Nevertheless, most discussions advocating for increased AI safety recommend either „more alignment research“, stringent regulation, or total abstinence. While I believe that alignment research is a valuable endeavour, I am sceptical about the overall effectiveness it will have. As for regulation, I am in favour of transparency legislation that ensures visibility into ongoing AI research and training. Heavy handed regulation on the other hand could obstruct very important gains, such as making LLMs confabulate/hallucinate less. Since these main recommendations seem limited to me, I think we should consider more scenarios and contemplate possible short term actions.
Let us entertain the idea that superhuman AI agents will become possible within the next decade. I would characterize such systems as computer systems that can interface with the internet and that, unlike today‘s LLMs, can make effective long term plans, learn continuously from single counterexamples and perform basically almost all tasks that a human can do via a computer at a higher level than the average human. At the same time they would of course be faster and would be very proficient both in coding and hacking computer systems.
I want to entertain this idea not because I think it is a very likely outcome, but rather because I think it is within the realm of the possible, given the wide uncertainty about the development of AI in the near to medium future. Additionally, I would not have predicted today’s state of AI correctly ten years ago (which I think is true for a very large percentage of humanity) and so I want to consider a wider set of outcomes going forward.
If we take the above possibility as a possible trajectory then what could we do today to make that world a lot better and safer? As the title of this post suggests, I think the number one thing that we should be discussing is how to outlaw or at least strongly limit the number and capabilities of remote controlled and autonomous weapons.
Riding with Death - Jean-Michel Basquiat, 1988
This idea had a bit of traction in public discourse a few years ago when petitions like the Lethal Autonomous Weapons Pledge from the Future of Life institute were created. However, it seems to have lost momentum since then. I also believe that for AI safety concerns, autonomous and remote controlled weapons are equivalent. If powerful AI systems were very capable of hacking computer systems, then they could take over remote controlled weapons just as well as autonomous weapons, making both of them very dangerous.
Imagine that a very capable AI decides to bomb the White House or the EU parliament. It might want to do so either because it was deliberately instructed to do this by a malicious actor or because by pursuing some other optimisation goal it thinks that it would be more successful if the WH or EU parliament or whatever else would not exist (similar to the paper clip maximiser idea).

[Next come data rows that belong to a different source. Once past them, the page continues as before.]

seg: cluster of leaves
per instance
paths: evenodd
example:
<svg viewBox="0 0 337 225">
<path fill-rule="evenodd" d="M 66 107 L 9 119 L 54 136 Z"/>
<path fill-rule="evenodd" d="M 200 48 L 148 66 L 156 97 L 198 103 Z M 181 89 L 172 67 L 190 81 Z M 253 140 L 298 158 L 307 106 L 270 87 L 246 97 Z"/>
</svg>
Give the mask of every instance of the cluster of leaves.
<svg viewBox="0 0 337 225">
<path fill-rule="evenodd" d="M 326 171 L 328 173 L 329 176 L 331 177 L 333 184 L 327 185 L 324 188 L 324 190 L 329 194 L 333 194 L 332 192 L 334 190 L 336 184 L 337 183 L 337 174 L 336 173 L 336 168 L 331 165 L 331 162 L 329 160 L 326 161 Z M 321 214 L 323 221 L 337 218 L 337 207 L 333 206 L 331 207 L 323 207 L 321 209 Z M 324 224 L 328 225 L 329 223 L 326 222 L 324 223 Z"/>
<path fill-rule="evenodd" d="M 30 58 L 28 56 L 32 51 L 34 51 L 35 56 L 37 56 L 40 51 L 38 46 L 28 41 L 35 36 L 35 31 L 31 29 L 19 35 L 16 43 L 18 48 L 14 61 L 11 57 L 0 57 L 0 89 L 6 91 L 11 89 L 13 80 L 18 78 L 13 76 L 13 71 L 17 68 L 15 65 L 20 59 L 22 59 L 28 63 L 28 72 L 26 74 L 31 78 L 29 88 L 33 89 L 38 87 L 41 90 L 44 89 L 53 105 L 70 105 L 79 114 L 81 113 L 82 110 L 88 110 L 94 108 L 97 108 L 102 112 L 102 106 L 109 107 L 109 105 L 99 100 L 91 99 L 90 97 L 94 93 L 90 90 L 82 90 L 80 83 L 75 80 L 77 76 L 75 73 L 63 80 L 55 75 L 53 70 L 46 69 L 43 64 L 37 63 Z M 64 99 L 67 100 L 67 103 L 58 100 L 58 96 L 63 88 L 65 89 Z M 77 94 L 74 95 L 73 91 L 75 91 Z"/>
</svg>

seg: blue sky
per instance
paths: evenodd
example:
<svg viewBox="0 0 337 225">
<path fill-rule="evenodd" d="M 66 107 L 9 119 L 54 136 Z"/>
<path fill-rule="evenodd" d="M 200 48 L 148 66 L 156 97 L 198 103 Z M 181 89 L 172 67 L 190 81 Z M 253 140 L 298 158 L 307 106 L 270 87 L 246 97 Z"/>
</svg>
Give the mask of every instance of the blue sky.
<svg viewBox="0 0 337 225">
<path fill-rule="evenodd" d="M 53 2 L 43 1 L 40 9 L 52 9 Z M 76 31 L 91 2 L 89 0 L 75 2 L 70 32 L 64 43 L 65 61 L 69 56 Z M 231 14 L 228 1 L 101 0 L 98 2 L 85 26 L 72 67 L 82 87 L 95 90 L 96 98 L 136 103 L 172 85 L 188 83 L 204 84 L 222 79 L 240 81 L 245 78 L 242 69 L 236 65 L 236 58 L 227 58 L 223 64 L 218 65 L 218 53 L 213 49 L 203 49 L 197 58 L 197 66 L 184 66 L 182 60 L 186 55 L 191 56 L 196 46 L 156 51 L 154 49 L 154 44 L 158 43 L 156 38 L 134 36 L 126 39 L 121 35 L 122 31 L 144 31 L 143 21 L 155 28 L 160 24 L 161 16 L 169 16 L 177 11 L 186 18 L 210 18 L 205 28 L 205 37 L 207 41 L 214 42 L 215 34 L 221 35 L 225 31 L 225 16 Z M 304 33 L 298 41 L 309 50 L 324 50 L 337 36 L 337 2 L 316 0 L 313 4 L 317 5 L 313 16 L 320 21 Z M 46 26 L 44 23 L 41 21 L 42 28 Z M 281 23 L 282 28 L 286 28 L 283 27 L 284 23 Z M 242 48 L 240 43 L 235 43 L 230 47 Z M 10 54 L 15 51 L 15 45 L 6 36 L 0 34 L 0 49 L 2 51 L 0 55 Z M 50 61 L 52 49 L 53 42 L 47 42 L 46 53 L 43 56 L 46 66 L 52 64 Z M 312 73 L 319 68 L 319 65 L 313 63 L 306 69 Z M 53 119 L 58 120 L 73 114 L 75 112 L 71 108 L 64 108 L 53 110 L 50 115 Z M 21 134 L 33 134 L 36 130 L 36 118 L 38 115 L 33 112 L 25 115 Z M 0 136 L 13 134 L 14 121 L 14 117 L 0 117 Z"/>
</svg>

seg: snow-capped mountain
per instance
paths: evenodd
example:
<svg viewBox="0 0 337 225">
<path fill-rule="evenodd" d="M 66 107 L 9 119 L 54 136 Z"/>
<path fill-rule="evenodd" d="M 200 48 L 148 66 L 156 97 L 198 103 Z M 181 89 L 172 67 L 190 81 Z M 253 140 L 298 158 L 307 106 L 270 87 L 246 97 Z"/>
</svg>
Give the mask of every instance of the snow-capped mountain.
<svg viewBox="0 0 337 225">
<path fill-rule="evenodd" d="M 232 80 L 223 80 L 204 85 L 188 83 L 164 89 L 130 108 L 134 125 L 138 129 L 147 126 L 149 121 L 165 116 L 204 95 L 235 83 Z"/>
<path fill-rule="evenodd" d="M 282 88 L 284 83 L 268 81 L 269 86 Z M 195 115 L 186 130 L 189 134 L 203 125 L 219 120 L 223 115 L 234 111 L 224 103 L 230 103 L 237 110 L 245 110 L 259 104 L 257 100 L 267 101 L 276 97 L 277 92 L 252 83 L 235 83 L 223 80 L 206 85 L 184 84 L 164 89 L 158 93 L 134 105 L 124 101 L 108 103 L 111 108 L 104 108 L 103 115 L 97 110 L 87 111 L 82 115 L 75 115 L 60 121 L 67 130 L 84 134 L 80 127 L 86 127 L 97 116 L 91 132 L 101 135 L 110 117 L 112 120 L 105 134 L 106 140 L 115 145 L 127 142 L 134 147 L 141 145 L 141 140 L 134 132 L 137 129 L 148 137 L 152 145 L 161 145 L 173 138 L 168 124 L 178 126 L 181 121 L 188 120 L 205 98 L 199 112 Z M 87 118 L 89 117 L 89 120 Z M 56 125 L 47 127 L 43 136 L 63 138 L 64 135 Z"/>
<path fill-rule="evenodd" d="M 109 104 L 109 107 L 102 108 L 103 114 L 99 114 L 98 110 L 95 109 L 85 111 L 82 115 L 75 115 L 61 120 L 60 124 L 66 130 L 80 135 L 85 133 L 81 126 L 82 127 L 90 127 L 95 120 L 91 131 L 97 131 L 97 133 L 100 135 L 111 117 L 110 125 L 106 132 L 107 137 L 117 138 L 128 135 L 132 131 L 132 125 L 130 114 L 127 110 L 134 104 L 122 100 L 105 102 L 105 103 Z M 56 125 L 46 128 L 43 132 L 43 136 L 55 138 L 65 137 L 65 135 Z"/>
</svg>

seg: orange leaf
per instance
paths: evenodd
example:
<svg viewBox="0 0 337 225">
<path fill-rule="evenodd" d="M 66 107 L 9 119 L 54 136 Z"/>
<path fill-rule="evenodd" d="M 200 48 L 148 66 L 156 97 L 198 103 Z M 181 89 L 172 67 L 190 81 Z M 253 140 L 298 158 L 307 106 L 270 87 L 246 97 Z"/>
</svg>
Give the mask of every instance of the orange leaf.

A world in which the military bases of the world are full of remote controlled armed drones or artillery is one in which this AI would have a much higher probability of succeeding. If dropping bombs or firing weapons is something that only humans at the site can do then it would be much harder (and hopefully close to impossible) to execute such a plan. A human pilot would hopefully not bomb their own seat of government even if they were sent plausible sounding commands to do so.
I am aware of course that with the predator drones that the US has employed in Iraq and Afghanistan, and the Turkish and Iranian drones employed by both sides in the war in Ukraine, we are well into this world of remote controlled armed weapons.
Militaries around the world along with their Defence industries suppliers will undoubtedly present many arguments in favour of remote controlled weapons. They will claim that of course their systems will be impossible to hack. They will argue that even if their country would voluntarily forgo such systems, their potential enemies would not.
I believe that the best scenario would involve securing a comprehensive international treaty banning remote-controlled and autonomous weapons. I believe this is a goal worth fighting for.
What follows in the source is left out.